Le rongeur capta les ordres de son maître et cessa ses mouvements et ses gémissements vains. D'un coup d'œil vif il repéra la position du vampire, au centre de la colonne d'air, puis intima une brusque torsion à son corps pour foncer à travers les rafales de vents comme un boulet de canon chargé d'une dangereuse énergie électrique. Koga s'en aperçut avant son vampire et le mit en garde alors que le rongeur suivait le souffle violent pour se diriger droit vers lui. Nosferalto ne le vit qu'au dernier moment et dut faire un effort monstrueux pour stopper les mouvements qui donnaient corps à son attaque, et s'extirpa juste à temps de la charge de Raichu. La tornade perdit aussitôt de son éclat, les hurlements de vents diminuèrent.
« Ne rate pas cette occasion ! Tonnerre ! »
Raichu, comprenant que le vampire avait dû sacrifier sa puissante attaque pour l'éviter, stoppa sa propre offensive et reprit une position normale, dévoilant ses joues dorées tendues et crépitantes sous l'afflux l'électricité. Ses éclairs partirent frapper le monstre volant qui eut à peine le temps d'entamer un geste d'esquive et explosèrent à son contact. Koga jura et s'avança à pas rapides sur le terrain pour surveiller la chute éventuelle de son compagnon, depuis le bloc de fumée qu'avait créé l'impact. Le Major en fit de même, plus rapidement car son rongeur n'avait pas la chance de pouvoir ralentir sa chute grâce à un quelconque organe aérien. Il rattrapa son compagnon dans ses bras fermes et celui-ci poussa un soupir rassuré. Le léger ricanement de Koga sortit le militaire de son propre soulagement. Il releva les yeux en même temps que Raichu pour voir le vampire venir se poser un peu maladroitement sur l'épaule de son maître.
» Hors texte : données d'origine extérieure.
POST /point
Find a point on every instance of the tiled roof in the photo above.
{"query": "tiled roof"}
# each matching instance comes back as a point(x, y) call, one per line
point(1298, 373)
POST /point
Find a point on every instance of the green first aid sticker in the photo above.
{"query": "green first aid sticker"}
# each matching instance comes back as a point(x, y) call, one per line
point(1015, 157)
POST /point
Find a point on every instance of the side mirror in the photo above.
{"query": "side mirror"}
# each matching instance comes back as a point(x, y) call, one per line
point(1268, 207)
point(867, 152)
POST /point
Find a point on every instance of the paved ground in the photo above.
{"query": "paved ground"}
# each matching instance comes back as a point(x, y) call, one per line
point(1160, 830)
Celui-ci souriait de toutes ses dents, les défiant toujours autant du regard.
« Un joli match nul je dois dire, déclara le ninja.
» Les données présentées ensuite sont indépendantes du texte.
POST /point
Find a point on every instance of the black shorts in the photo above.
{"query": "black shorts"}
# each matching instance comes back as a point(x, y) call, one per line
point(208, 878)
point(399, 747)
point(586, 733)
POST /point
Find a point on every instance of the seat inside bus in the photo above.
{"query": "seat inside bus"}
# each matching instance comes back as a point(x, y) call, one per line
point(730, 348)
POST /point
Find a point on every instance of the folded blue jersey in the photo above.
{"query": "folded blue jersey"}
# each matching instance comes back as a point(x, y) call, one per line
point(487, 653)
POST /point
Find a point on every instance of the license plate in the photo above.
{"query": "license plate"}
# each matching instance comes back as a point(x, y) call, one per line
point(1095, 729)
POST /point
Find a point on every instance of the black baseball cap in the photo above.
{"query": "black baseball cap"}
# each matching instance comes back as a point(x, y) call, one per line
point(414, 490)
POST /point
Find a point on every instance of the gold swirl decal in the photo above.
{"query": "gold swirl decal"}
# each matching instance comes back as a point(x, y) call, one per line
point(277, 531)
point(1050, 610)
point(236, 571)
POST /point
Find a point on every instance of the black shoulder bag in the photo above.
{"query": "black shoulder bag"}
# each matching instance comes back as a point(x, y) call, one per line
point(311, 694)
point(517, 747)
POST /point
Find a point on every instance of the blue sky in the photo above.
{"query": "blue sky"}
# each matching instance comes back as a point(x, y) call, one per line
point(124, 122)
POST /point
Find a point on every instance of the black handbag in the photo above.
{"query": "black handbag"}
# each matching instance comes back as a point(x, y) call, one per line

- De quoi ? » s'exclama le militaire, abasourdi.
Les femmes, un brin décoiffées et pour la plupart encore sous le choc, échangèrent des regards déçus et poussèrent des protestations désespérées. Morgane était tout autant déçue ; ne pas voir la fin d'un tel combat était pour le moins frustrant et elle se leva à son tour pour désapprouver. Le ninja intima le silence en levant la main, puis dirigea celle-ci vers l'entrée de la pièce. Tous suivirent son mouvement pour voir enfin le maître des dragons, adossé à l'encadrement de la porte, un sourire au coin des lèvres.
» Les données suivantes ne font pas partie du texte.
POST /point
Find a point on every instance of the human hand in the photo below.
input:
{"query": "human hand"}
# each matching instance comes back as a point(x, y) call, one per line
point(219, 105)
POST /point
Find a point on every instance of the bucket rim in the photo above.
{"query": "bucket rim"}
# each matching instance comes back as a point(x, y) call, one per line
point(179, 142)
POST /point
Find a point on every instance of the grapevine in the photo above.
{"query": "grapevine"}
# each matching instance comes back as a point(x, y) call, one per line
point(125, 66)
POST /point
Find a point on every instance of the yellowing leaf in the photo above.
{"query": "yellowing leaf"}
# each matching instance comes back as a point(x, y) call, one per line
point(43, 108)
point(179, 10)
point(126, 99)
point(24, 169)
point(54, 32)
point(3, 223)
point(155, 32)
« Je ne savais pas que tu avais ton harem personnel, remarqua Morgane alors qu'ils se dirigeaient tous les quatre vers une salle plus calme de l'arène.
- Tss, grogna Koga en rougissant légèrement. Ce n'est pas ma faute si vingt personnes se présentent lorsque je demande UNE femme de ménage ! »
Evidemment, ne sachant faire ce genre de choix, le champion se contentait de toutes les engager. Morgane pouffa silencieusement. Elle était restée en compagnie du ninja, à l'arrière du petit groupe, tandis que le militaire tentait d'arracher au maître des Quatre quelques dernières nouvelles à propos des décisions de la Ligue à leur égard. Peter se contentait de garder son sourire charmant et de détourner habilement la conversation, pour le grand désarroi du champion de Carmin.
« Et les recherches que je t'ai demandées ? »
Morgane se retourna vers Koga. Son expression se durcit.
« Tu as trouvé quelque chose ? insista le ninja.
- Oui, affirma la jeune femme. Si ça ne te dérange pas, je te raconterais tout ça... après. »
L'homme allait répartir mais il s'aperçut qu'ils venaient d'arriver devant le grand salon. Un soupir lui échappa et il devança ses invités pour les faire entrer dans la pièce.